Former SDSU football player ascends in the rap game


Courtesy of Kalan Montgomery

by Aaron Tolentino, Assistant Sports Editor

Most people know him as Kalan.Frfr., but the San Diego State community knew him initially as Kalan Montgomery, who played defensive back on the SDSU football team from 2013 to 2016.

Since setting aside the shoulder pads and helmet over two years ago, Montgomery has risen among the ranks in a different industry – music.

He has released two albums and has since collaborated with rising stars such as Rich the Kid on their song “21” and Joe Moses on their collaboration “Back to Back.”

Montgomery has amassed over 36,000 Instagram followers and over 411,000 views on his most-viewed music video on YouTube.

Before all the attention Montgomery received for his music, he was once just a high school student making beats in a small, in-home studio.

A Compton native, Montgomery is from an area filled with hip-hop royalty – Kendrick Lamar, Dr. Dre and YG, just to name a few.

Montgomery said those artists from Compton push him to aim for new heights.

“I want to be the best. I want to be bigger than those guys one day,” Montgomery said. “It’s a lot of motivation seeing somebody can be a product of the same environment that I am and still excel and make it out.”

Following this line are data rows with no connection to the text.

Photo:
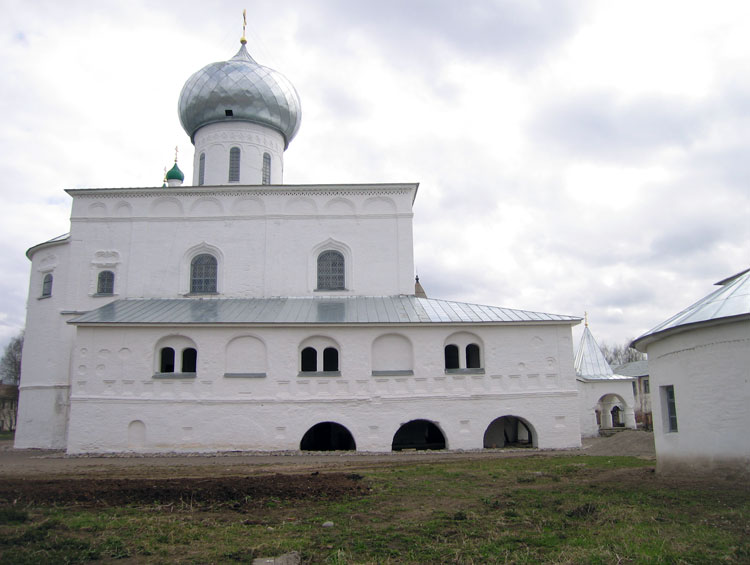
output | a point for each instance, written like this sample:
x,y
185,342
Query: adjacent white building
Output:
x,y
699,365
606,400
245,314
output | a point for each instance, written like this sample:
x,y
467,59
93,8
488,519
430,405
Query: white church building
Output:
x,y
241,313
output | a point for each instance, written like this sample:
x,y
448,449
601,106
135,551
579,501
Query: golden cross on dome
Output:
x,y
244,25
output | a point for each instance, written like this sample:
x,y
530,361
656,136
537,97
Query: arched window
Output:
x,y
105,284
47,285
202,169
330,359
309,360
451,356
234,164
203,274
166,363
189,360
266,168
472,356
331,271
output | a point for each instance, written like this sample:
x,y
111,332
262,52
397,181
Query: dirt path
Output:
x,y
36,464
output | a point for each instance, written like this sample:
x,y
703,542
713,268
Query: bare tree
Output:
x,y
10,364
620,354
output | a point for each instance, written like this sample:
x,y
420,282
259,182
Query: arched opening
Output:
x,y
509,431
611,412
166,361
189,360
105,283
328,436
266,176
309,360
234,164
331,270
330,359
451,356
203,274
418,434
47,285
202,169
472,356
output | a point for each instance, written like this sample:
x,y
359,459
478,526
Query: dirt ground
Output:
x,y
36,476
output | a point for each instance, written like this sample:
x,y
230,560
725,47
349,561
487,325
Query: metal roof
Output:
x,y
400,309
633,369
590,362
732,299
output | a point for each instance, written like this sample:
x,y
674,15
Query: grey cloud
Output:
x,y
417,33
598,126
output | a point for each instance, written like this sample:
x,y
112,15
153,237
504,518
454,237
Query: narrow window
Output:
x,y
234,164
266,168
166,364
47,285
472,356
202,169
671,408
309,360
451,356
189,360
330,359
203,274
105,284
331,271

Compton artists are known to have a style centered around gangsta rap, but Montgomery believes his music is not confined to a specific style or genre.

“It’s really different. It’s like R&B but thuggish (rap) at the same time,” he said. “I don’t want to be boxed in (one genre). I want to veer all over.”

Montgomery’s repertoire finds him alternating between entirely singing, like on “Love Song,” or entirely rapping, like on his latest song “Fine Fine,” which was released earlier this month.

Due to his dual passions, the transition from football to music was not easy.

A turning point in that decision process was after the 2016 Mountain West Championship game, in which Montgomery’s interception was called back and culminated in his frustration with the sport.

“Over time, I started falling out of love with (football) more and more, so I kind of started veering away from it,” Montgomery said.

Despite quitting football for music, Montgomery has garnered the support of the SDSU football team, who knew he always had the musical talent.

“We always knew because he used to be a rapper in the locker room,” junior SDSU running back Juwan Washington said.  “We used to go to his house sometimes and listen to music he was making. I’d actually help him sometimes.”

Members of the football team began the “frfr” movement, which referred to changing their Instagram handles to end with “frfr” in reference to Kalan.Frfr.

SDSU football players such as Myles Cheatum (@mac.frfr), Kyahva Tezino (@kyahva.frfr), Darren Hall (@dhall.frfr) and Washington (@jwash.frfr) have all made the change to show support for the former Aztec football player.

Washington said the movement started several years ago.

“It’s a movement he started a long time ago when we were freshmen,” Washington said. “One day we were just all chilling with him and he asked us to change (social media handles) to help promote him a little bit. Ever since then, it kind of just stuck.”

Montgomery said the movement is all about being authentic.

“It’s about being yourself,” Montgomery said. “Being real with your friends, being real with yourself, being real within yourself, so that’s what the ‘frfr’ stands for.”

Montgomery said he hopes to spread the “frfr” movement as a way to give back to his community and support fellow musicians.

“Having a little following makes it easier for people to be influenced by the stuff I do,” he said. “With me growing in music, it’s easier for me to help one of my friends that wants to do music and put them on a bigger platform.”